Duncan Hamilton was a prolific racing driver hailing from the wonderful country of Ireland. He had a relatively short career in the motor sport, spanning 9 years from 1950 to 1958.
He took up racing a few years after the end of World War 2, having flown aircraft for the Royal Navy during those 6 bloody years. As with many drivers in the 50s, participation in the bloodiest war in all of history gave them a fearlessness and will to win that you would be hard-pressed to find in the modern day. But Duncan Hamilton was a cut above the rest when it came to his reckless driving spirit and desire to win at all costs.
Hamilton did have a brief stint in Formula 1, entering 5 races between ’51 and ’53 but with no points to his name. It was actually in endurance racing where the Irishman managed the greatest successes.
Undeniably his best achievement was claiming victory at the 1953 24 Hours of Le Mans. It was no simple feat however, as he was proclaimed winner in some style!
Before The Race
The event certainly got off to a poor start for Hamilton and his teammate, Tony Rolt. The pair were disqualified during practice as they mistakenly used the same number as another pairing, which was not allowed in the regulations.
After much persuasion by Jaguar team boss Lofty England, race organisers allowed Hamilton and Rolt to return.

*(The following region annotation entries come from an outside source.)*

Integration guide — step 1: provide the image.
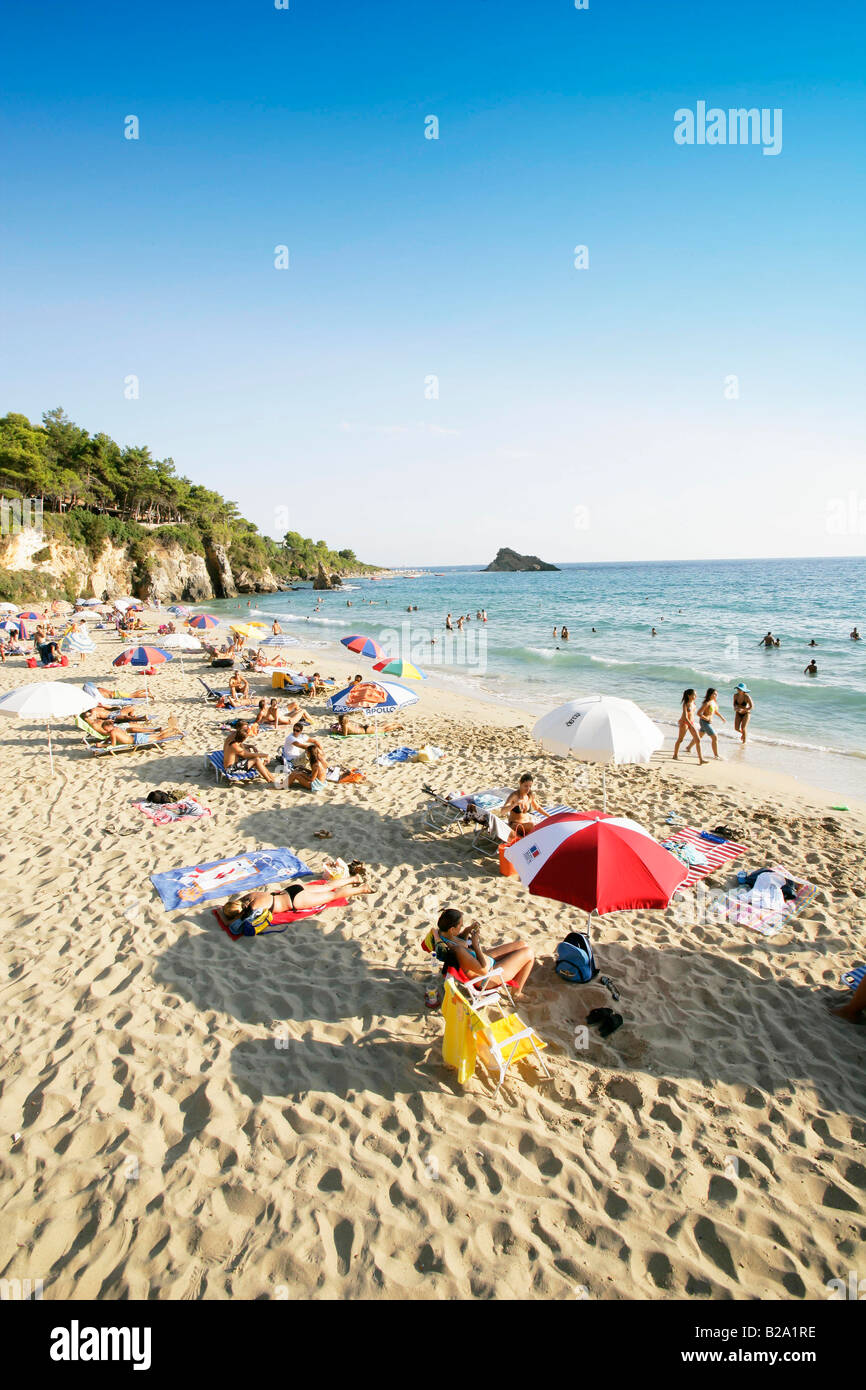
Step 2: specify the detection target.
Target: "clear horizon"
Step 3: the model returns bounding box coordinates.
[0,0,866,567]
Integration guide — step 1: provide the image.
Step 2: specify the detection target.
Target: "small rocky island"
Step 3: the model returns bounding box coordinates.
[484,546,559,574]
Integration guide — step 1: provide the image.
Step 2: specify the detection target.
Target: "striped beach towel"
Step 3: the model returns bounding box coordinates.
[726,865,817,937]
[670,826,746,892]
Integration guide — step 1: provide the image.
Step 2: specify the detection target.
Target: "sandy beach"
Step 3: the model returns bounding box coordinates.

But it appeared to be too little, too late as the two of them had been stumbling from bar to bar by this point and were drunk out of their minds. After all, they were not expecting to be reinstated into the event! The two drunkards teetered over to their works Jaguar C Type and were able to start the race.
The Long Drive
The mechanics at Jaguar tried to reduce the effects of the alcohol by making Duncan drink coffee. He refused however, stating that it would make him jittery and he would find it harder to control the car.

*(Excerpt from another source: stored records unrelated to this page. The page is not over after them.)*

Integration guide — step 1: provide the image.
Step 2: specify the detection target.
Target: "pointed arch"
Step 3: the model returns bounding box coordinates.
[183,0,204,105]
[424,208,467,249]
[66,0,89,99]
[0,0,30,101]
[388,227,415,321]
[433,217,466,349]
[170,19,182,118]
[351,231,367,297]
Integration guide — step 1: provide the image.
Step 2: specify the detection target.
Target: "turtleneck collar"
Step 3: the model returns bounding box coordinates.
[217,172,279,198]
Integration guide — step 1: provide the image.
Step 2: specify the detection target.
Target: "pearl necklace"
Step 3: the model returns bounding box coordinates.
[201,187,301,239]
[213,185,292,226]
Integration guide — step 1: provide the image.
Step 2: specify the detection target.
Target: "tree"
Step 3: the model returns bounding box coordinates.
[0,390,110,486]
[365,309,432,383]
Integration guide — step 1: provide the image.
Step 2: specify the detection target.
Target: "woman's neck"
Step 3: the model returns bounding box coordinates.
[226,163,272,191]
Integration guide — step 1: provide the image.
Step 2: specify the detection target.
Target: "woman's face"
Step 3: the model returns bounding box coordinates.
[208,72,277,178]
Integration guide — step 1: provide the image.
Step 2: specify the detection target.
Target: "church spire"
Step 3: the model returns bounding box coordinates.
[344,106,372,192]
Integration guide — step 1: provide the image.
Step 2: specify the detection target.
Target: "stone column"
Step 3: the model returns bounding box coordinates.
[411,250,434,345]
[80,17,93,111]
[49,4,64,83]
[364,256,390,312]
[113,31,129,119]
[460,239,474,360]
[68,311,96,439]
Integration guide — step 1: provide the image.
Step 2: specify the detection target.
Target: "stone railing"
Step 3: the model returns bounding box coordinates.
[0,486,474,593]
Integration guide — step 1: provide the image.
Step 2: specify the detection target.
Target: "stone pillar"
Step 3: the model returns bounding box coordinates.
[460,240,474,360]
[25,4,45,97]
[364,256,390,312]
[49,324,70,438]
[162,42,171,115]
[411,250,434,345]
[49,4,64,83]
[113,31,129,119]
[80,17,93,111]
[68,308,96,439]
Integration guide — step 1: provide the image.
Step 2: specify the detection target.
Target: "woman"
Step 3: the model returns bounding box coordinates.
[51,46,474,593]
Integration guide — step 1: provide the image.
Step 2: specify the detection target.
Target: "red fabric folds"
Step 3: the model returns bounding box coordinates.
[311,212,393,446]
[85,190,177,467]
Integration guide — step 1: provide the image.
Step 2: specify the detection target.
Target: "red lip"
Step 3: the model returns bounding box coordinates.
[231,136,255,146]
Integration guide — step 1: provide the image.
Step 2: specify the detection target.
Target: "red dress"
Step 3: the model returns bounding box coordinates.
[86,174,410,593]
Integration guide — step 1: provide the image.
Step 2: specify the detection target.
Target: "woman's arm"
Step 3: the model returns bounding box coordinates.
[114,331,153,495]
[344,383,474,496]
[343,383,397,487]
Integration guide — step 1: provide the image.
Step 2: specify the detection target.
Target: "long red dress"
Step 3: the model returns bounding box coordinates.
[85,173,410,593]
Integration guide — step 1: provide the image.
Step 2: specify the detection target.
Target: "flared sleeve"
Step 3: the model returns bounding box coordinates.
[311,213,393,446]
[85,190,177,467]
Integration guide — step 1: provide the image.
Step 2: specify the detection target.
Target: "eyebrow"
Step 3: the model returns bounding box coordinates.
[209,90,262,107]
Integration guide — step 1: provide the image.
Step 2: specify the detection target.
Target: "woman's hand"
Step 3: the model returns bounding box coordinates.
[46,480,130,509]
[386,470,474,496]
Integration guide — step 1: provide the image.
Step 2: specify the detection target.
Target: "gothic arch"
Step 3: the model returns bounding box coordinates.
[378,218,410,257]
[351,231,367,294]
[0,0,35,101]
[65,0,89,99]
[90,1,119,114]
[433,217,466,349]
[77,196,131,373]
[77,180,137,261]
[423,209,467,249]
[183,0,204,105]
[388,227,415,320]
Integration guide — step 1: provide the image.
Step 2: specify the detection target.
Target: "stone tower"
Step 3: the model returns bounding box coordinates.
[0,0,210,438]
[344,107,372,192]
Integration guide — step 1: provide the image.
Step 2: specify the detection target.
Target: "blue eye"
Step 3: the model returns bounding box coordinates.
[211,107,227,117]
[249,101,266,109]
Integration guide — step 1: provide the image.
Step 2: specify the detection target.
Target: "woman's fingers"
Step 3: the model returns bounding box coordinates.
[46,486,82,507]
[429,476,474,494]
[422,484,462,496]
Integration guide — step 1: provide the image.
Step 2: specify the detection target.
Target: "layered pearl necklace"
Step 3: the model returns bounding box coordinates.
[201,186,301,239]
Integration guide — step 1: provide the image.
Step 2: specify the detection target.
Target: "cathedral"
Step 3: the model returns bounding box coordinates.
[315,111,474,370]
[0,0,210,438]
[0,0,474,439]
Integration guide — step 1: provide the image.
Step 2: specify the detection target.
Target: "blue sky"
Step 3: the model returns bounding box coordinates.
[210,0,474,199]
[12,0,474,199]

Somewhat counterintuitively, he asked for brandy instead as it would help calm his nerves behind the wheel. Like a true WW2 soldier!
The extra booze may have proved necessary when an unfortunate bird collided with Hamilton’s face at a heady 130 miles per hour (around 210kph), which completely shattered his nose!
The raw pace of Hamilton and Rolt still shone through the thick veil of their drunkenness, and they somehow won the day-long race!
Duncan Hamilton competed in the 24 Hours of Le Mans another 5 times, with a best result of 2nd in 1954 (also with Tony Rolt as partner).
He took off his racing gloves for good in 1959; several injuries had shaken his body to the core and the death of his dear friend Mike Hawthorn had left him mentally distraught.
He spent the majority of his time after this brief foray in motorsport managing a garage in Bagshot, Surrey. The story of Duncan Hamilton at the 24 Hours of Le Mans will never be forgotten, as long as heroic deeds of drunken people continue to warm the hearts of all who hear of their accomplishments.